Arizona set a school record for rushing yards in a game with 534.

“You have 602 total offensive yards for Arizona and 360 for Oregon State football,” Hall said. “There are some things that have to change and in my opinion those players deserve better.”

Tate had 123 yards and a touchdown at the half and the Wildcats piled up 329 on the ground. J.J. Taylor had 100.

Meanwhile, the Beavers managed a paltry 82 total yards.

Tate finished with 206 yards on 16 carries with two TDs before Brandon Dawkins replaced him in the fourth quarter.

“To be honest with you, he’s a good player,” OSU safety Jalen Moore said. “But at the end of the day it’s on us. We were making mistakes, technical mistakes. So we kind of shot ourselves in the foot. That team right there, they’re a good team and I’d say they’re a fast team, but we were just not technically sound.”

Said linebacker Kee Whetzel: “He’s a good player, so when you make mistakes he’s going to make you pay for it.”

The Wildcats pushed the pace on offense and rarely let the Beavers get too much of a breather.

“They ran the ball well,” Whetzel said. “You really can’t take away from that. So as a defense we’ve just got to get better at that.”
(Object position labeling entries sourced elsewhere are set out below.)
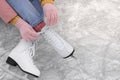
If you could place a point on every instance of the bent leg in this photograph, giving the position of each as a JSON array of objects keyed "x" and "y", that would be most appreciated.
[{"x": 27, "y": 11}]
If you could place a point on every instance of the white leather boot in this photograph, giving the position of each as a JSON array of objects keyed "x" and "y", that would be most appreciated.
[
  {"x": 22, "y": 55},
  {"x": 59, "y": 44}
]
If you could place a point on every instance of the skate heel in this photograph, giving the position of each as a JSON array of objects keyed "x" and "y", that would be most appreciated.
[{"x": 11, "y": 62}]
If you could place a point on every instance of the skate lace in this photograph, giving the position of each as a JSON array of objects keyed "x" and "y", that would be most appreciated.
[{"x": 30, "y": 50}]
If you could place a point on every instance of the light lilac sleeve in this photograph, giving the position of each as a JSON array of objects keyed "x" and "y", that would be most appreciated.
[{"x": 6, "y": 12}]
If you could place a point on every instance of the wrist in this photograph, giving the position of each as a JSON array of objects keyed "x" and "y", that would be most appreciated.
[{"x": 14, "y": 20}]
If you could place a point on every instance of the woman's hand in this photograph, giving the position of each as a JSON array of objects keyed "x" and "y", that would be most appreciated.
[{"x": 51, "y": 14}]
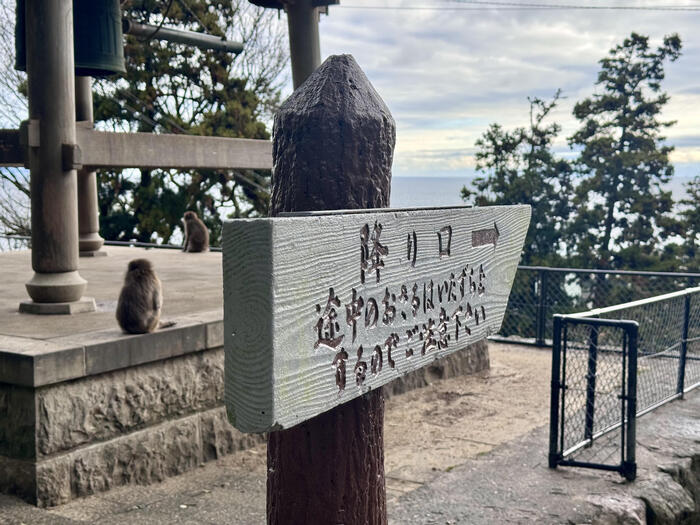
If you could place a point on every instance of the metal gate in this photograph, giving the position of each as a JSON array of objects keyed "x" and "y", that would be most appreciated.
[
  {"x": 593, "y": 397},
  {"x": 612, "y": 365}
]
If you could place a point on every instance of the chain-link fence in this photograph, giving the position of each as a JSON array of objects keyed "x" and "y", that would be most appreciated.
[
  {"x": 612, "y": 365},
  {"x": 10, "y": 243},
  {"x": 540, "y": 292}
]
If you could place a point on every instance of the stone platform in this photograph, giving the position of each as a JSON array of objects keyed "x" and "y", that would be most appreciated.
[{"x": 85, "y": 408}]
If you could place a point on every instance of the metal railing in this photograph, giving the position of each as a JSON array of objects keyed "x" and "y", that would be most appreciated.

The Beavers got off to a good start in the third. They drove 65 yards in nine plays and Noah Togiai gathered in a 15-yard touchdown pass from Darell Garretson despite tight coverage.

A moment later and it was 35-7 when Tate got the corner and raced 71 yards to the end zone.

The Beavers put together another scoring drive, going 75 yards in eight plays with most coming on the run. Garretson made a nice touchdown toss to Isaiah Hodgins for a 6-yard TD.

OSU forced Arizona’s first punt of the game with about 3½ minutes left in the third.

The Beavers could not put a drive together and Alex Bland’s punt went 23 yards and set up Arizona at the OSU 34. The Wildcats quickly made it 42-14 with the short field.

OSU went 75 yards in 10 plays to cut it to 42-21. Garretson hit Togiai for 17 yards on a fourth-and-12 and then went to a wide open Timmy Hernandez for a 15-yard score.

Garretson hit Ryan Nall for a 44-yard touchdown to get within 49-28 before recovering an onside kick with just over three minutes left.

But an interception ended that drive.

Arizona won the toss and took the ball 75 yards in 11 plays for a 7-0 lead.

Tate did the bulk of the damage, scrambling for 22 yards on a third-down play and hitting Tyrell Johnson for 23 to the OSU 6. Two carries by Nick Wilson and Arizona had its TD.

After Garretson hit Hodgins for 14 on the second play of OSU’s first possession, the drive melted down. But Shawn Wilson intercepted Tate to get the offense back on the field at the OSU 3.

The Beavers moved over midfield but wound up punting back to UA.

This time, the Wildcats made OSU pay. They drove 85 yards in eight plays as Tate had an 18-yard run and Taylor got loose for 29. Zach Green scored from the 4.

Tate finished the first quarter with 96 yards rushing.

Tate got his first touchdown of the game with a 19-yard burst up the middle, shedding five tackle attempts by the Beavers on the way.

Taylor got loose again, this time up the middle for 56 yards before Whetzel ran him down. Tony Ellison scored on a 27-yard reverse and OSU was in a 28-0 hole.

“Probably like the first three touchdowns I think it was lost gaps or missed assignments,” Whetzel said.